FILE PHOTO: Employees wearing masks work at a factory of the component maker SMC during a government organised tour of its facility following the outbreak of the coronavirus disease (COVID-19), in Beijing, China May 13, 2020. REUTERS/Thomas Peter

August 10, 2020

BEIJING (Reuters) – China’s factory deflation eased in July, driven by a rise in global oil prices and as industrial activity climbed back towards pre-coronavirus levels, adding to signs of recovery in the world’s second-largest economy.

The producer price index (PPI) fell 2.4% from a year earlier in July, the National Bureau of Statistics (NBS) said in a statement, compared with a 2.5% decline tipped in a Reuters poll of analysts and a 3.0% drop in June.
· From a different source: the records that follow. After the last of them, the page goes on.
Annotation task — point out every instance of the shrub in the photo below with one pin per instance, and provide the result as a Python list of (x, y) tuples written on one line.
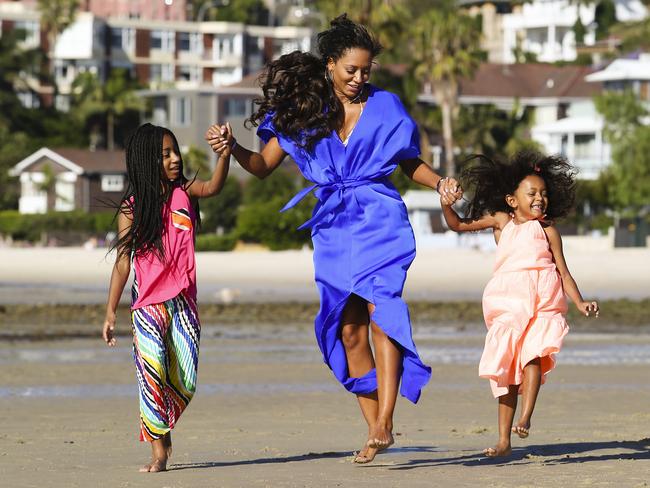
[(214, 242)]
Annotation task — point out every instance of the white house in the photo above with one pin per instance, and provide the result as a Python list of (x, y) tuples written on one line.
[(545, 27)]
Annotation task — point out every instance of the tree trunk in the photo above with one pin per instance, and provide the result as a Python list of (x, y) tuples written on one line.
[(110, 131), (448, 137)]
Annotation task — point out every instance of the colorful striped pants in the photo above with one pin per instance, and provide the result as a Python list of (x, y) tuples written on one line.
[(166, 353)]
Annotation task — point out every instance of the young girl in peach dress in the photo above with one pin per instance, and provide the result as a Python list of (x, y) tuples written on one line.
[(524, 302)]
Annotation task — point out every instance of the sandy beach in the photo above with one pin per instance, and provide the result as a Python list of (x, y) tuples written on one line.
[(268, 413), (77, 275)]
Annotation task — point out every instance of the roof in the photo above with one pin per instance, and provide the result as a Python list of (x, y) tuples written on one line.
[(623, 69), (530, 80), (526, 81), (576, 125), (79, 161)]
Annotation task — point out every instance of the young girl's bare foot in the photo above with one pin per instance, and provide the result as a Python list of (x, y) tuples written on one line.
[(501, 449), (167, 443), (365, 455), (380, 437), (156, 466), (522, 429)]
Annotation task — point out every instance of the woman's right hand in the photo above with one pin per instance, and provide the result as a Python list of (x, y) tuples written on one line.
[(219, 137), (109, 329)]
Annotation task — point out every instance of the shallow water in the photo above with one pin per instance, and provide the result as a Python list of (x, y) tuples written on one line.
[(295, 345)]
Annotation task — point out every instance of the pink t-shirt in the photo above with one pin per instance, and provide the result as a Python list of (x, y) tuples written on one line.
[(158, 281)]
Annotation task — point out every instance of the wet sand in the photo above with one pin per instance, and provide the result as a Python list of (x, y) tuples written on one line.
[(76, 275), (269, 413)]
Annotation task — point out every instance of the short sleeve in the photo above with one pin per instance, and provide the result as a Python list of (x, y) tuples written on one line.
[(266, 130)]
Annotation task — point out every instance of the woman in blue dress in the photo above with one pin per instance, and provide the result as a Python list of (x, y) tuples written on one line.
[(347, 137)]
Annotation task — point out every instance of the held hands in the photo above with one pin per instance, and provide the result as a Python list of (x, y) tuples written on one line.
[(450, 191), (109, 329), (587, 308), (220, 138)]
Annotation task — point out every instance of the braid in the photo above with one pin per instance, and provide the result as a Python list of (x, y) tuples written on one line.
[(146, 193)]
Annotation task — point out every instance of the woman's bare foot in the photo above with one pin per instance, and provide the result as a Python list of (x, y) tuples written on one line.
[(501, 449), (522, 429), (167, 443), (380, 437)]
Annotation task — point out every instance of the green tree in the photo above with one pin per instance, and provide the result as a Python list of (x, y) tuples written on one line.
[(110, 101), (629, 173), (446, 49)]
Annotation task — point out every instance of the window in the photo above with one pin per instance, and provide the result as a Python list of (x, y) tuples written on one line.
[(235, 107), (183, 112), (585, 146), (163, 41), (189, 73), (112, 183), (161, 72), (183, 41), (159, 114)]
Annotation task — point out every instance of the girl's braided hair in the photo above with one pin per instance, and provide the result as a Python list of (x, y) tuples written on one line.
[(488, 182), (147, 191)]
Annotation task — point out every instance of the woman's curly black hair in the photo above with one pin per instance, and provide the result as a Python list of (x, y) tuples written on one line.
[(488, 182), (147, 191), (296, 90)]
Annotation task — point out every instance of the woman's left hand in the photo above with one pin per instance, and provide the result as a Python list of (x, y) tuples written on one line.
[(450, 191)]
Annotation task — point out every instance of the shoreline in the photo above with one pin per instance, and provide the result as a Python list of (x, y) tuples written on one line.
[(48, 322)]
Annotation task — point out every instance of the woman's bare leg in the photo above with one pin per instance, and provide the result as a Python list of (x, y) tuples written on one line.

Analysts say China’s industrial output is steadily returning to levels seen before the pandemic paralysed huge swathes of the economy, as pent-up demand, government stimulus and surprisingly resilient exports propel a recovery.

Iron ore futures prices in Dalian have rallied over 50% so far this year while prices of steel bars used in construction have jumped 12%.[IRONORE/]

But some economists warn the recovery could stall amid cautious consumer spending and a resurgence in global infections. Floods due to heavy rainfall have also disrupted production in some parts of the country in recent months.

Consumer inflation edged up in July as the bad weather pushed food prices higher.

The consumer price index (CPI) rose 2.7% from a year earlier, compared with an expected 2.6% increase and a 2.5% rise in June. Pork prices rose 85.7% on a yearly basis.

However, core inflation, which excludes food and energy costs, rose a mere 0.5% in July from a year earlier.